Friday, July 8, 2011
“I am going to return your daughter to you.”
When Walters said it, I didn't even let my pulse increase by half a beat. It wasn't going to be that easy. He knew it. I knew. We glared through another long ‘he who speaks first’ moment.
He lost, again.
"I'm going to return her to you -- if you agree to work for me."
No shit. A blind man could have seen that one coming. I didn't even have to ask what he wanted me to do.
"If you don't work for me, you'll never see her again."
For Moira's sake, I resisted the remark that rose like bile to my mouth – something about him performing an anatomically impossible act.
Eventually, Walters "allowed" me to return to my makeshift cell to think on my decision.
A single bulb lit my room. The temperature was mild, yet I felt cold. I assumed everything I did was monitored. So I sat down with my back against the wall and stared at the door. And I thought.
I already knew I would accept. I didn't even have to think about that.
I thought of other things. Like the day I learned my wife was pregnant with a Down's Syndrome daughter. I thought about the day Moira was born. I remembered how she would sit in the sunroom and smush her face against the glass doors and laugh at me as I worked at my desk in the living room. Images flooded my mind of her at the beach, in her footy pajamas, of Christmas mornings, of her napping with Tonka.
I also thought about what our government had become. What had begun as a fight against tyranny by our founding fathers was now corrupted beyond recognition. What would those wise old men say about the mess we're in today? Would they rebel against it? Apparatchiks like Walters had their own fiefdoms and agendas totally unrelated to the best interests of the people. Leaches like him, had always been with us. But when had the interests of the governing class so diverged from the governed?
A pipe hammered somewhere in the bowels of the unknown building where I sat. A fan kicked in and pushed air through ducts.
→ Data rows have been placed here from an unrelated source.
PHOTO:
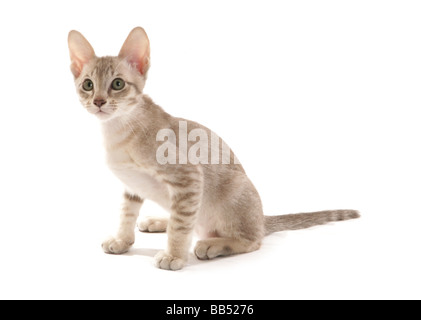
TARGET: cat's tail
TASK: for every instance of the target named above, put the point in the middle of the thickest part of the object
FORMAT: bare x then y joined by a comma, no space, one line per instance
306,220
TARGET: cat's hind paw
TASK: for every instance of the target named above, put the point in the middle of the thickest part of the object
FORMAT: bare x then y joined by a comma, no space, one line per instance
116,246
166,261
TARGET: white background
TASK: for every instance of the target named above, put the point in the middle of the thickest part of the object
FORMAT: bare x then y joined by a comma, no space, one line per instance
320,101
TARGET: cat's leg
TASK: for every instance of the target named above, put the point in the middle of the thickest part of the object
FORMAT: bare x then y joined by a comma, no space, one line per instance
153,224
216,247
236,226
125,236
186,185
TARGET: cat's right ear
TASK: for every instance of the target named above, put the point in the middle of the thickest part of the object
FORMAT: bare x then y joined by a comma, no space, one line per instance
81,52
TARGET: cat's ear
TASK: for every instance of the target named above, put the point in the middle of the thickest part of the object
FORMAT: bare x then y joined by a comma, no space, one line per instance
136,50
81,52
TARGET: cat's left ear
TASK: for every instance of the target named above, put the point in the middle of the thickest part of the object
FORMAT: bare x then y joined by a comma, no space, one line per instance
136,50
81,52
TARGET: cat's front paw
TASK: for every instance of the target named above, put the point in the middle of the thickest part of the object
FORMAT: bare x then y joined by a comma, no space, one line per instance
116,246
166,261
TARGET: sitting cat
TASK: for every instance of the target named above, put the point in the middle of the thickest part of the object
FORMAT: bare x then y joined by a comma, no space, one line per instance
215,198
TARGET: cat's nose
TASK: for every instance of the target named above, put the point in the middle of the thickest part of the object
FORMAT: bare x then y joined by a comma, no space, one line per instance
99,102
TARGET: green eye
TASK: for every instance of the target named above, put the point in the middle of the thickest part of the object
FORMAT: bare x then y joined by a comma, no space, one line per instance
118,84
88,85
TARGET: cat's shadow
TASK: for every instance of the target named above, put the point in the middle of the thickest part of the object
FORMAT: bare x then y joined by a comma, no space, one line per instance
149,252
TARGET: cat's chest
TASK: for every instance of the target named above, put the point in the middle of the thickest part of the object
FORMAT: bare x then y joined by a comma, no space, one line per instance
137,178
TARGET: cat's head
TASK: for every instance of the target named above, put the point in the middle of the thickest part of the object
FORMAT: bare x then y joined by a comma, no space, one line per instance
110,86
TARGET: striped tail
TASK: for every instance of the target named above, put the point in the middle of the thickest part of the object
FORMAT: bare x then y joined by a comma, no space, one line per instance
306,220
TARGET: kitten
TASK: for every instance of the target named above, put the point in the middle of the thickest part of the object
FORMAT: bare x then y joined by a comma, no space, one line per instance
215,199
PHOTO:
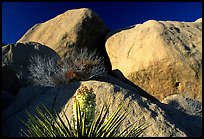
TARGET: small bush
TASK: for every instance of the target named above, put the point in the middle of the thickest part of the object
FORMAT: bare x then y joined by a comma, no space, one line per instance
77,65
42,71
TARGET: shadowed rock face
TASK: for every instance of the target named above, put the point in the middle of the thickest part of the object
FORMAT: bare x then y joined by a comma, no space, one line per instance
164,121
74,28
17,56
161,57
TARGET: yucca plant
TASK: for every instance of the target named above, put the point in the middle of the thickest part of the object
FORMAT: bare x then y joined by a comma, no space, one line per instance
84,124
52,125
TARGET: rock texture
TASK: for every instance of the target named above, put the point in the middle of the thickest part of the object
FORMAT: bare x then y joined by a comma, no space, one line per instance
161,57
17,56
74,28
164,121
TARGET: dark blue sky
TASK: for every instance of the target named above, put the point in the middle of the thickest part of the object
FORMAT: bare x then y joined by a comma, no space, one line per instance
18,17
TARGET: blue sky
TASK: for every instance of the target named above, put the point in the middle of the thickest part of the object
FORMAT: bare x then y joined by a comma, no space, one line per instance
18,17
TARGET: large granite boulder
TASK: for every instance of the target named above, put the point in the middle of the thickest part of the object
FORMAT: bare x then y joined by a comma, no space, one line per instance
161,57
164,121
17,57
74,28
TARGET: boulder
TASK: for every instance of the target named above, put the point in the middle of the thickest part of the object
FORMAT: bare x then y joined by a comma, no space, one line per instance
164,121
74,28
161,57
17,57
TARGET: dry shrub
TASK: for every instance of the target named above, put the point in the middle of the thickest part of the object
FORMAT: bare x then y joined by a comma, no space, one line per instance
77,65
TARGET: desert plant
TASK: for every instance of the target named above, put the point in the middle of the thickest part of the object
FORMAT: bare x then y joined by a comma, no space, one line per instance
84,122
194,106
49,126
77,65
42,70
83,64
85,98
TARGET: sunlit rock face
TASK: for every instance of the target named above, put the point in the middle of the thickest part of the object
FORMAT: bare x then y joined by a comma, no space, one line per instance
161,57
73,28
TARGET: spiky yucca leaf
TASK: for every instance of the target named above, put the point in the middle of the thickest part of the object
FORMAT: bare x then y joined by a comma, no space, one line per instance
49,126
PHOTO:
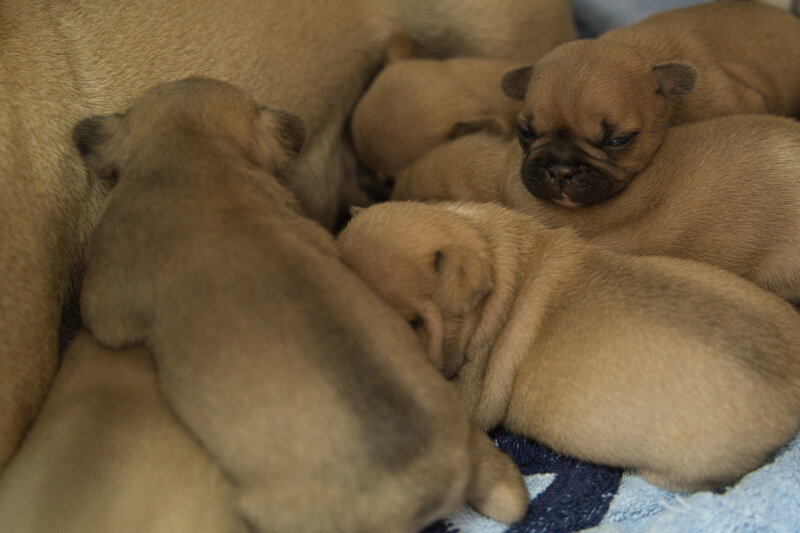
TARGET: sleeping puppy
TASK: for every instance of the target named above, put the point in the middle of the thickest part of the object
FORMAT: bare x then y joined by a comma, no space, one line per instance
295,377
63,61
415,104
106,454
722,191
468,168
682,371
596,111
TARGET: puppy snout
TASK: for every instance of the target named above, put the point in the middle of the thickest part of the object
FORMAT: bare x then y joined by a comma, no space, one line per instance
561,173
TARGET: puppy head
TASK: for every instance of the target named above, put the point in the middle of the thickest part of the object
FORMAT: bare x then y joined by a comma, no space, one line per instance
430,264
415,105
194,117
594,113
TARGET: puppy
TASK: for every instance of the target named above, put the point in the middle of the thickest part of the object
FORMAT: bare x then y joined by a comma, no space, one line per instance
512,29
682,371
415,104
722,191
106,454
596,111
65,61
469,168
286,367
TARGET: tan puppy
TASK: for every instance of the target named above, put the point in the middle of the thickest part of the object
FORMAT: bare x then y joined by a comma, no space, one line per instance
468,168
511,29
596,111
106,454
416,104
682,371
723,191
286,367
62,61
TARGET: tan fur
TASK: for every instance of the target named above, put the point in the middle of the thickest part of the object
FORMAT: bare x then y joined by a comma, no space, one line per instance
596,111
416,104
468,168
106,454
278,358
723,191
513,29
61,61
680,370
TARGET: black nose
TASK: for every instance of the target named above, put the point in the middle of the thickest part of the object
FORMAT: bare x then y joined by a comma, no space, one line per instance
561,173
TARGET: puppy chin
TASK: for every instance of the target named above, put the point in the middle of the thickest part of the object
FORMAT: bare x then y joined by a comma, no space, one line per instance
586,186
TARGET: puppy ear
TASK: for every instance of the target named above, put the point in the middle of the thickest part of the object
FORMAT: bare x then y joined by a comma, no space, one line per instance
514,83
401,47
291,131
93,138
489,125
464,278
675,79
278,136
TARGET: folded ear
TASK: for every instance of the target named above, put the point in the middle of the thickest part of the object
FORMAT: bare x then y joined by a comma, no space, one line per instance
675,79
487,124
279,136
514,83
465,278
400,47
94,138
291,131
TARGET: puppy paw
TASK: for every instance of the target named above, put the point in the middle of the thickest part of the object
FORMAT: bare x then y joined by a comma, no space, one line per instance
496,489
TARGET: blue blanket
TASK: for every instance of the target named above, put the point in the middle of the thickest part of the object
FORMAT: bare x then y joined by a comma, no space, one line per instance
569,495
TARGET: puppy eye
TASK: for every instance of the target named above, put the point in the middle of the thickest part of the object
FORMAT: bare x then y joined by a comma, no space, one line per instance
526,134
621,140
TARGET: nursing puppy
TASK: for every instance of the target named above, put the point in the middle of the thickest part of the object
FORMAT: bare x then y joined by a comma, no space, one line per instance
596,111
63,61
296,378
415,104
682,371
723,191
106,454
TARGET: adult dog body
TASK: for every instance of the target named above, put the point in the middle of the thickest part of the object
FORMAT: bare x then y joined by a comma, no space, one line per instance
595,111
282,362
61,61
683,371
107,454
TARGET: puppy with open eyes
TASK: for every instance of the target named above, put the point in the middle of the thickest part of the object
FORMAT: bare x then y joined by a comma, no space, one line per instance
596,111
682,371
723,191
415,104
286,367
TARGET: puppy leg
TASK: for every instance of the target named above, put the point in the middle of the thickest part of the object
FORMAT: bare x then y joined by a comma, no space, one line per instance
496,489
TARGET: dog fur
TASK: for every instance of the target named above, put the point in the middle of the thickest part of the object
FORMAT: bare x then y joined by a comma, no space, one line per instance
106,454
596,111
415,104
680,370
62,61
283,364
724,191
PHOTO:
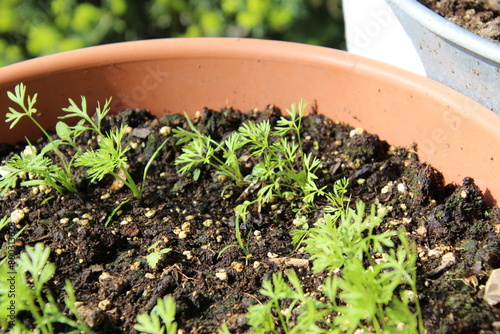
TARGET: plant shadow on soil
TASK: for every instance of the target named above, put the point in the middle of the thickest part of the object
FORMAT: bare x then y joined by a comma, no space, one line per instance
114,283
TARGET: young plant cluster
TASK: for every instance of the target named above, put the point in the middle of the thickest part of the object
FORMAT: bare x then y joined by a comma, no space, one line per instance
33,168
33,266
283,170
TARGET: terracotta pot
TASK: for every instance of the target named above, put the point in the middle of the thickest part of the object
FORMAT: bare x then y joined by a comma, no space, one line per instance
453,133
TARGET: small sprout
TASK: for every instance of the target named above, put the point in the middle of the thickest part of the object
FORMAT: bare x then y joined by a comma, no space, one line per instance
222,275
188,255
150,213
165,130
17,215
154,257
108,158
356,132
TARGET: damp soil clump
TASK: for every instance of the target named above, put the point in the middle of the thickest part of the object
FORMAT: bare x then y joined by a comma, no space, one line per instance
195,218
480,17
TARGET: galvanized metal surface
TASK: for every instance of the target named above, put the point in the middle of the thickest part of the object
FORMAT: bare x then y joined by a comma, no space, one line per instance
452,55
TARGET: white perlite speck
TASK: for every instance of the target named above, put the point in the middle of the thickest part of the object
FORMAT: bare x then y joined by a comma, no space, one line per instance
492,288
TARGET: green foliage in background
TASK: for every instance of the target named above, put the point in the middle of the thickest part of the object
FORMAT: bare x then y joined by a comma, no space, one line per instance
32,28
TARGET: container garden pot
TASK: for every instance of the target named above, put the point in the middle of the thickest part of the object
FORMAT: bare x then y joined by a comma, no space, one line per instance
408,34
176,75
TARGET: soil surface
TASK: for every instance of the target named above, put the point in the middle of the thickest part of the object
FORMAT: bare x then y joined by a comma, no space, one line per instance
480,17
114,283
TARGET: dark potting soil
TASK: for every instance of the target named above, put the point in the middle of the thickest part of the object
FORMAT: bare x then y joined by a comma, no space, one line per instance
114,283
481,17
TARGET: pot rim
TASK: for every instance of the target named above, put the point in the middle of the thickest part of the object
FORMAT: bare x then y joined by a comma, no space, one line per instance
449,30
456,114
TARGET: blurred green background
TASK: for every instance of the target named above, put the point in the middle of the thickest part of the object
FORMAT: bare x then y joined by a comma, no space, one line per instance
32,28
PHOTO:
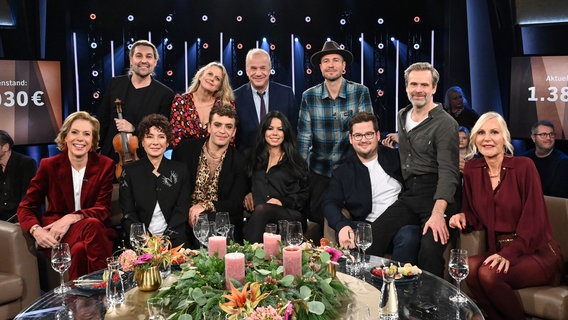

I came back to my thoughts. When did our government go off the rails? It didn't matter when, only that it had.
None of that, however, would help Moira. Helping Moira was all I must think on. I knew I needed to get her back, then do whatever it took to get her to higher ground. How? And what would higher ground look like? It would be someplace where the likes of Walters could never, ever touch her again.
As I listened to the pipes and pumps, I began to formulate an idea.
The only question was – did I still have it in me to do something?